Es curioso cómo cambia el modo de aprovechar un puente, unas vacaciones o cuatro días de fiesta en función de si uno está desempleado o tiene un trabajo.
Hace solo tres semanas que me reincorporé al mercado laboral y estoy disfrutando esta Semana Santa como si llevara trabajando desde los quince años y el cuerpo me pidiera urgentemente una prejubilación. No es que mi nueva ocupación me haya saturado, qué va, lo estoy pasando bien, las personas de mi entorno se han volcado por hacerme fácil la adaptación, el trabajo es bastante cómodo y prácticamente ya le tengo cogido el tranquillo. Pero cuando uno está en activo -aunque tenga la suerte de dedicarse a lo que más le gusta- los días libres se perciben como un merecido regalo, la obligada desconexión de la oficina, el desahogo que todo empleado debe tener para no volverse loco. En cambio, estando parado, el cuerpo y la mente no comparten esa sensación. Algo parece impedirte disfrutar del ocio, una barrera invisible que te mantiene en un perpetuo estado de búsqueda. Al menos así lo experimenté yo, que vivía todos los días de la misma manera y no lograba distinguir los lunes de los sábados, salvo por la programación televisiva.
Dicen que trabajar perjudica seriamente la salud. Creo que trabajar no es malo, lo malo es tener que trabajar. Sobre todo cuando descubres lo relajado que puedes estar los días que no te toca ir a trabajar.

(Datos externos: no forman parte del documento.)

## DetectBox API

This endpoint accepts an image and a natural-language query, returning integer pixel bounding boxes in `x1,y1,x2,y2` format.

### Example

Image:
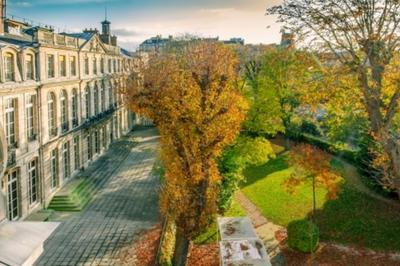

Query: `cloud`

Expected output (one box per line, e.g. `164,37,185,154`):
112,28,141,37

Esta noche hay que adelantar los relojes. A las dos de la madrugada serán las tres. Nos roban una hora. En realidad estaba de prestado, ya hace unos meses nos la regalaron y ahora tenemos que devolverla. Qué rabia que este cambio coincida con la Semana Santa. Me dejan sin una hora para disfrutar de lo mejor que tiene el trabajo: el tiempo de descanso.